State needs to consider risks before taking them
Mississippi has a mixed record when it comes to economic development projects. The failures that make headlines most often tend to be “green” industries — solar, renewable, bio, etc.
Just recently the state announced it may sue a solar panel maker that announced it would be closing. Stion, a San Jose, California company, notified the Mississippi Department of Employment Security last week that it plans to close its plant, laying off 137 employees.
A company spokesman said Stion owes the state $74.8 million. Though the company is trying to sell the factory, bankruptcy remains a possibility.
Stion originally promised 1,000 jobs but never got close to hiring that many.
Other green industries have struggled as well. KiOR, which planned to turn trees into fuel, closed its Columbus plant after failing to produce fuel at a commercial scale. The state lost $77 million when it shut the doors.
Another company, GreenTech, planned to build autos at a plant in Tunica.
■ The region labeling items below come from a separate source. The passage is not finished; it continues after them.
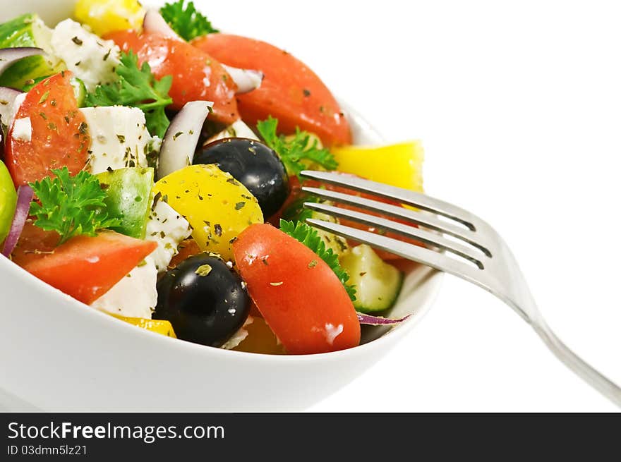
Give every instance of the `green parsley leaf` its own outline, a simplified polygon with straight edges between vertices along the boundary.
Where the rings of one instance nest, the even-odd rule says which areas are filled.
[[[184,0],[166,4],[159,13],[168,25],[184,39],[189,42],[197,37],[219,32],[209,20],[196,11],[194,2],[190,1],[183,8]]]
[[[339,278],[345,290],[347,291],[349,298],[352,301],[356,300],[356,288],[354,286],[347,284],[349,275],[346,271],[341,267],[339,263],[339,256],[332,249],[326,249],[325,243],[317,233],[316,229],[302,221],[294,222],[282,219],[280,220],[280,231],[289,234],[316,253],[334,272],[337,277]],[[309,268],[313,267],[317,264],[316,262],[313,264],[313,262],[309,262]]]
[[[117,81],[97,85],[94,93],[86,95],[86,106],[120,104],[138,107],[145,113],[149,133],[163,138],[170,125],[164,109],[172,103],[168,96],[172,75],[157,80],[151,73],[148,63],[138,67],[138,56],[132,51],[121,54],[116,73]]]
[[[326,170],[335,170],[339,166],[334,157],[327,149],[318,149],[317,140],[311,145],[310,135],[299,128],[296,128],[293,138],[278,136],[278,119],[271,116],[257,122],[257,129],[265,143],[276,151],[289,174],[297,176],[301,181],[300,172],[309,167],[308,163],[317,164]]]
[[[84,171],[71,176],[67,167],[52,171],[55,178],[30,183],[39,200],[30,203],[30,214],[37,218],[35,226],[60,234],[59,245],[76,236],[97,236],[97,230],[121,224],[119,219],[108,217],[106,192],[96,176]]]

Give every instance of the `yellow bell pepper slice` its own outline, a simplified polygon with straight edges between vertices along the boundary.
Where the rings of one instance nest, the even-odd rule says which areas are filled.
[[[73,16],[102,36],[114,30],[140,29],[145,9],[138,0],[78,0]]]
[[[377,147],[345,146],[331,151],[339,163],[339,171],[423,192],[424,154],[420,141]]]
[[[175,334],[174,330],[172,328],[172,324],[169,321],[164,321],[163,320],[147,320],[145,317],[128,317],[127,316],[121,316],[120,315],[114,315],[112,313],[108,314],[111,316],[114,316],[118,320],[125,321],[126,322],[128,322],[129,324],[141,329],[146,329],[148,331],[155,332],[156,334],[161,334],[167,337],[172,337],[173,339],[177,338],[177,336]]]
It had promised to hire 350 full-time workers but never did. The company received $4.9 million in state and local aid.
Another green industry company, Twin Creeks, cost the state $8 million when it failed.
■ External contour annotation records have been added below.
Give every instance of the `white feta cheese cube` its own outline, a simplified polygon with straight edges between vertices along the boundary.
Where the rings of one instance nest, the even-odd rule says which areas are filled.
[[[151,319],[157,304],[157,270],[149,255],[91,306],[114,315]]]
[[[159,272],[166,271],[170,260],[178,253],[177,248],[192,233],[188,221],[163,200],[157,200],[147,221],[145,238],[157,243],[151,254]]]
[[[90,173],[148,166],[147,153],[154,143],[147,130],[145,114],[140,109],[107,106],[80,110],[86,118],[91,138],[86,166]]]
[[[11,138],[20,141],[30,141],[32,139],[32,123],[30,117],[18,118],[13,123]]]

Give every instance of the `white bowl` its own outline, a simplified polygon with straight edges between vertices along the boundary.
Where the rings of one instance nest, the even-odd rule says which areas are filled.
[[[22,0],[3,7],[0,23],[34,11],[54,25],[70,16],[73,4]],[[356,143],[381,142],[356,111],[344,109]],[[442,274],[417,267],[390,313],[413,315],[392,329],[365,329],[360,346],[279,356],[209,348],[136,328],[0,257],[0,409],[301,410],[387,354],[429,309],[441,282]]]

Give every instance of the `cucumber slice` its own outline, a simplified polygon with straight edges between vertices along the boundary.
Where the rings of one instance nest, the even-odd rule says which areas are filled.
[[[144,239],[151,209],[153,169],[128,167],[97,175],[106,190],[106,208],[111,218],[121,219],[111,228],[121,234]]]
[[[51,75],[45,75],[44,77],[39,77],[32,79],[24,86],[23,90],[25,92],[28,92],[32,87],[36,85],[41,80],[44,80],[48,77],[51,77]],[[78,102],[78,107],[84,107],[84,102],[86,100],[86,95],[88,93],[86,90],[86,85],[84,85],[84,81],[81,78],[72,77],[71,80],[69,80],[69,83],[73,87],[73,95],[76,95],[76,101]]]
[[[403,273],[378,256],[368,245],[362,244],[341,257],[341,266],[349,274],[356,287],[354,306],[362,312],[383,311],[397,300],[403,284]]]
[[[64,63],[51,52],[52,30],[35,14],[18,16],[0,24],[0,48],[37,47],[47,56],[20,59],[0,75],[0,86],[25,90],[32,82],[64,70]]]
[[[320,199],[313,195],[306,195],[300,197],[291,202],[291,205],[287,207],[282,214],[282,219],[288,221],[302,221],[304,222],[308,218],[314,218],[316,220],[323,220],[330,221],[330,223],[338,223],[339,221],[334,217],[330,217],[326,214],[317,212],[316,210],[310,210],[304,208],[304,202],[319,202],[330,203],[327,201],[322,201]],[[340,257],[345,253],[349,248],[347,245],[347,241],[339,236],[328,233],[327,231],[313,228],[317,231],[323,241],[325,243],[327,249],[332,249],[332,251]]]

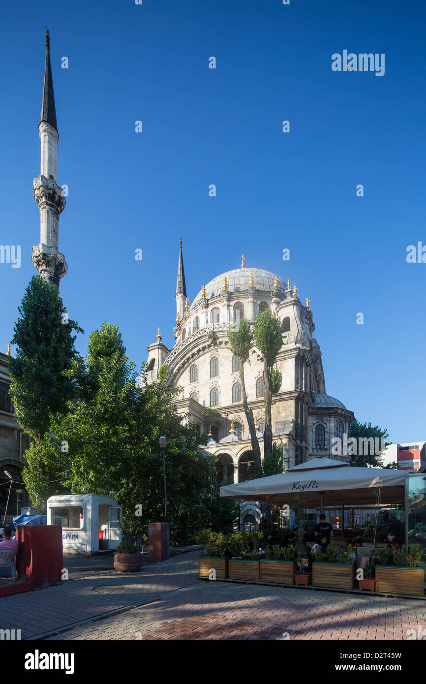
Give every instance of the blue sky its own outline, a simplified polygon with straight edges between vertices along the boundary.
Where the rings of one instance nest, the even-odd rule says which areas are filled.
[[[2,351],[36,273],[47,24],[79,351],[104,319],[137,365],[159,326],[172,346],[181,235],[191,301],[242,252],[290,278],[310,299],[327,392],[392,441],[426,438],[426,263],[406,261],[426,245],[421,3],[24,0],[2,18],[0,244],[22,246],[21,268],[0,264]],[[344,49],[384,53],[384,75],[332,71]]]

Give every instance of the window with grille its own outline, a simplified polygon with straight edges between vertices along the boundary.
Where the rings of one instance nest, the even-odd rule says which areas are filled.
[[[235,434],[239,439],[243,438],[243,426],[241,423],[234,423],[234,428],[235,429]]]
[[[219,359],[217,356],[213,356],[210,359],[210,377],[217,378],[219,375]]]
[[[265,382],[263,382],[263,376],[262,376],[261,378],[258,378],[256,381],[256,396],[265,396]]]
[[[340,421],[337,423],[337,436],[339,439],[343,439],[343,423]]]
[[[232,385],[232,402],[241,402],[241,386],[239,382],[235,382]]]
[[[219,406],[219,390],[217,387],[213,387],[210,390],[210,406]]]
[[[325,446],[325,428],[323,425],[316,425],[315,427],[315,446]]]
[[[244,318],[244,305],[241,302],[234,304],[234,320],[241,321]]]

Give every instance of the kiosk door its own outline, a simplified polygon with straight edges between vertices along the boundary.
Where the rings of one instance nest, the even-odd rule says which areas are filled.
[[[110,506],[108,512],[108,547],[116,549],[121,541],[121,506]]]

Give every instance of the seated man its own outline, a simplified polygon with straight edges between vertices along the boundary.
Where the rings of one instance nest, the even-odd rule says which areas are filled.
[[[0,542],[0,551],[14,551],[15,553],[18,552],[19,542],[16,539],[12,538],[12,536],[14,533],[14,529],[13,527],[3,527],[3,541]],[[4,573],[6,574],[4,575]],[[0,564],[0,577],[10,577],[10,570],[7,568],[3,569],[1,568],[1,565]]]

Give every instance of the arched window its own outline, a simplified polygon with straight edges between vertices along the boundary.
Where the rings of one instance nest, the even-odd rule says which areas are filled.
[[[281,328],[283,332],[290,332],[290,319],[288,316],[282,319],[282,326]]]
[[[198,369],[193,363],[189,369],[189,382],[196,382],[198,380]]]
[[[325,446],[325,428],[323,425],[315,426],[315,446]]]
[[[232,402],[241,402],[241,386],[239,382],[235,382],[232,385]]]
[[[265,382],[263,382],[263,376],[261,376],[261,378],[258,378],[256,381],[256,396],[265,396]]]
[[[243,438],[243,426],[241,423],[234,423],[234,428],[235,429],[235,434],[239,439]]]
[[[341,421],[337,423],[337,436],[339,439],[343,439],[343,423]]]
[[[219,406],[219,390],[217,387],[213,387],[210,390],[210,406]]]
[[[244,318],[244,305],[241,302],[234,304],[234,320],[241,321]]]
[[[211,434],[215,442],[219,441],[219,428],[217,425],[211,425]]]
[[[217,356],[213,356],[210,359],[210,377],[217,378],[219,375],[219,359]]]

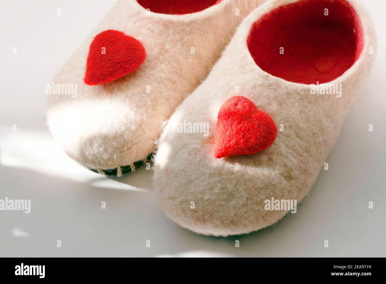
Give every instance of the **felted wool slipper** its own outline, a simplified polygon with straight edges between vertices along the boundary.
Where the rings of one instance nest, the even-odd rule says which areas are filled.
[[[294,209],[323,167],[376,48],[356,0],[278,0],[253,12],[160,138],[154,182],[166,214],[225,236]]]
[[[264,2],[119,1],[48,84],[52,135],[94,171],[135,170],[163,122]]]

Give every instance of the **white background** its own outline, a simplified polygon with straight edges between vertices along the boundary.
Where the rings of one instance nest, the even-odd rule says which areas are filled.
[[[297,213],[228,238],[199,235],[168,219],[151,171],[119,179],[91,172],[47,131],[45,85],[115,2],[0,4],[0,199],[32,203],[29,214],[0,211],[0,256],[386,256],[386,1],[364,1],[377,28],[378,56],[327,159],[329,170],[322,171]]]

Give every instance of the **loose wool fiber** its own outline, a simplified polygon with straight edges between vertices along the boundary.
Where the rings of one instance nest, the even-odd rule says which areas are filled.
[[[296,60],[293,61],[293,70],[283,65],[283,72],[278,74],[277,67],[267,65],[269,54],[253,51],[268,48],[254,36],[268,37],[269,35],[280,33],[278,29],[283,34],[280,38],[285,39],[282,42],[284,44],[274,38],[266,44],[271,45],[271,48],[278,54],[280,48],[284,46],[284,53],[281,55],[283,57],[280,60],[290,65],[291,58],[300,58],[298,53],[303,50],[300,46],[289,50],[287,48],[293,46],[293,44],[285,36],[293,36],[293,28],[289,28],[291,32],[286,33],[287,26],[283,25],[296,18],[296,14],[284,12],[277,14],[285,17],[284,21],[281,18],[271,18],[270,12],[278,10],[277,9],[294,12],[303,9],[302,5],[310,5],[310,11],[312,11],[313,5],[324,7],[331,3],[332,6],[329,7],[334,8],[330,9],[330,15],[337,15],[331,18],[334,21],[329,24],[330,28],[351,33],[342,36],[342,40],[349,39],[359,45],[348,50],[345,70],[339,70],[338,72],[334,64],[327,64],[319,70],[319,75],[314,72],[305,77],[305,82],[316,84],[312,81],[320,76],[321,82],[329,80],[330,83],[342,84],[340,97],[312,94],[310,85],[290,82],[290,79],[301,82],[302,77],[297,73],[301,68],[296,65]],[[347,8],[347,3],[352,9]],[[285,6],[288,5],[295,6]],[[351,14],[346,14],[348,10]],[[270,28],[264,20],[259,20],[262,19],[271,21]],[[350,22],[346,22],[349,19]],[[259,28],[256,23],[259,20],[261,26],[267,24],[262,31],[268,33],[264,36],[261,31],[252,29],[251,38],[251,29]],[[310,19],[306,23],[322,25],[317,31],[322,30],[327,25],[324,21]],[[346,29],[354,26],[360,29]],[[298,28],[302,36],[311,37],[308,40],[319,42],[318,34],[300,31],[309,31],[309,27],[301,25]],[[248,43],[251,42],[259,43],[250,51]],[[314,64],[322,64],[325,54],[327,62],[341,63],[340,59],[332,56],[335,52],[338,57],[341,55],[339,48],[330,46],[341,43],[326,41],[318,49],[312,49],[321,53],[315,53],[314,58],[308,54],[308,59],[315,59]],[[154,184],[158,202],[166,215],[194,232],[224,236],[248,233],[281,219],[288,210],[266,210],[264,201],[273,197],[296,199],[299,202],[307,194],[372,65],[375,55],[369,52],[371,47],[374,51],[376,49],[374,29],[367,11],[357,0],[277,0],[267,2],[253,12],[241,24],[208,78],[176,109],[159,139]],[[275,65],[279,56],[273,54],[272,56]],[[305,63],[304,66],[308,68],[310,64]],[[214,155],[215,138],[219,111],[227,100],[235,96],[246,98],[258,109],[269,114],[278,128],[277,136],[272,145],[257,154],[217,158]],[[208,122],[208,134],[179,133],[176,131],[179,124],[184,120]]]
[[[207,1],[207,8],[199,12],[169,15],[151,7],[148,11],[136,0],[117,2],[54,79],[76,84],[78,94],[49,96],[52,135],[70,156],[99,172],[116,172],[110,170],[143,160],[152,151],[163,122],[205,78],[242,19],[263,2]],[[83,80],[90,45],[110,30],[138,41],[146,58],[126,76],[105,83],[100,76],[101,83],[89,85]]]

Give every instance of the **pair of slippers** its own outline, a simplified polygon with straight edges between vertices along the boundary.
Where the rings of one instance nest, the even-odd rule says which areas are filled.
[[[264,2],[119,2],[54,79],[78,94],[49,97],[53,136],[80,163],[118,175],[158,139],[159,203],[197,233],[277,222],[290,208],[267,201],[307,194],[376,43],[357,0]]]

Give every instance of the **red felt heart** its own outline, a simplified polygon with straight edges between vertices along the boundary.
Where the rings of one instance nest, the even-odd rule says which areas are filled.
[[[112,82],[134,72],[145,60],[141,43],[122,32],[101,32],[90,45],[85,83],[95,85]]]
[[[220,158],[256,154],[267,149],[278,129],[269,114],[241,96],[232,97],[221,106],[215,136],[215,156]]]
State officials should consider those failures as it embarks on new projects. Just last week, a British company announced that it aims to build a refinery in Adams County that will turn wood into diesel or jet fuel.
Velocys plans 40 refinery jobs paying an average of $100,000 yearly, and could indirectly support another 100 forestry jobs paying $40,000 on average. The company says Adams County has offered it tax incentives worth $42 million, and says it could get $15 million in state tax breaks. The county has also offered $4 million in land and upgrades.
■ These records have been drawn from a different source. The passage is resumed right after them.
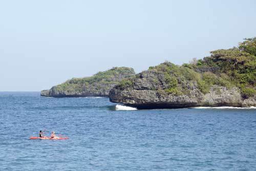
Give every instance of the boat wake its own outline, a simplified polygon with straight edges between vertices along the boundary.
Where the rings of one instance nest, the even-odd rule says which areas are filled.
[[[219,107],[193,107],[192,109],[256,109],[256,107],[232,107],[232,106],[219,106]]]
[[[86,99],[99,99],[99,98],[106,98],[105,97],[78,97],[78,98],[86,98]]]
[[[116,111],[136,111],[137,110],[136,108],[132,108],[122,105],[116,105]]]

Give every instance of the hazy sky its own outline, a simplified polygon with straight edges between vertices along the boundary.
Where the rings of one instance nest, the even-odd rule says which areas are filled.
[[[1,1],[0,91],[176,64],[256,36],[255,1]]]

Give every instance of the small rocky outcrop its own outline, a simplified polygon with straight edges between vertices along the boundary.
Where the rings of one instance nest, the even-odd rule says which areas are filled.
[[[53,97],[109,96],[110,89],[122,79],[135,75],[132,68],[115,67],[92,77],[73,78],[50,90],[41,91],[41,96]]]

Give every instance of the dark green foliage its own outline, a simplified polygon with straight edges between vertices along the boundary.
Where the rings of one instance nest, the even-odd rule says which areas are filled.
[[[118,78],[120,74],[132,75],[135,73],[132,68],[114,67],[106,71],[99,72],[92,77],[73,78],[55,86],[54,89],[59,91],[75,92],[82,92],[84,89],[99,90],[104,88],[108,90],[118,83],[120,80]]]
[[[245,40],[239,44],[239,49],[256,56],[256,37],[245,38]]]
[[[200,61],[200,63],[198,61],[198,66],[218,66],[222,73],[229,77],[228,79],[227,79],[227,77],[221,77],[217,79],[213,75],[209,79],[204,77],[203,80],[206,83],[227,87],[234,84],[241,89],[245,97],[248,98],[255,95],[256,37],[245,40],[239,44],[238,48],[212,51],[210,56],[205,57]],[[209,79],[211,79],[210,81]],[[204,91],[207,90],[207,86],[204,86],[203,82],[199,84]]]
[[[244,98],[248,98],[256,94],[256,90],[253,88],[242,86],[241,89],[242,95]]]

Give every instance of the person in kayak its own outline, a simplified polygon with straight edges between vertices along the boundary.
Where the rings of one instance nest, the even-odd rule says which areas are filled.
[[[52,134],[51,134],[51,138],[59,138],[59,137],[58,137],[55,134],[55,131],[53,131],[52,132]]]
[[[40,131],[39,132],[39,134],[39,134],[39,137],[40,138],[42,138],[42,136],[44,135],[44,134],[45,134],[45,133],[43,133],[43,132],[42,132],[42,131]]]

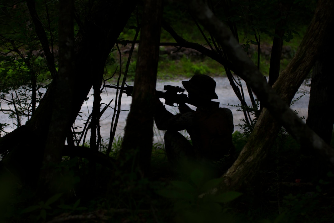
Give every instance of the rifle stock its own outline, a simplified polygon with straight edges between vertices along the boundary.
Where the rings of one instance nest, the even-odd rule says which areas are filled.
[[[133,86],[130,85],[127,85],[123,89],[119,86],[117,85],[105,85],[104,86],[105,87],[120,90],[123,92],[126,93],[128,96],[131,96],[133,90]],[[188,95],[185,94],[178,93],[184,92],[184,88],[171,85],[166,85],[164,86],[164,90],[166,91],[163,92],[160,91],[156,91],[156,95],[160,98],[164,98],[165,104],[166,104],[174,107],[178,107],[180,104],[189,104],[196,107],[198,105],[197,101],[189,98],[188,97]],[[219,102],[218,101],[211,102],[214,106],[217,107],[219,106]],[[177,105],[175,105],[176,104]]]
That’s an expensive gamble for sure. Economic development is often a game of “who can provide the most incentives” but those who win the game are sometimes left with nothing to show for it but an IOU. In the end it’s taxpayers who lose when these economic development gambles fail.
We encourage state, city and county officials to carefully consider taxpayers and the risk inherent with these types of incentives before risking more public money.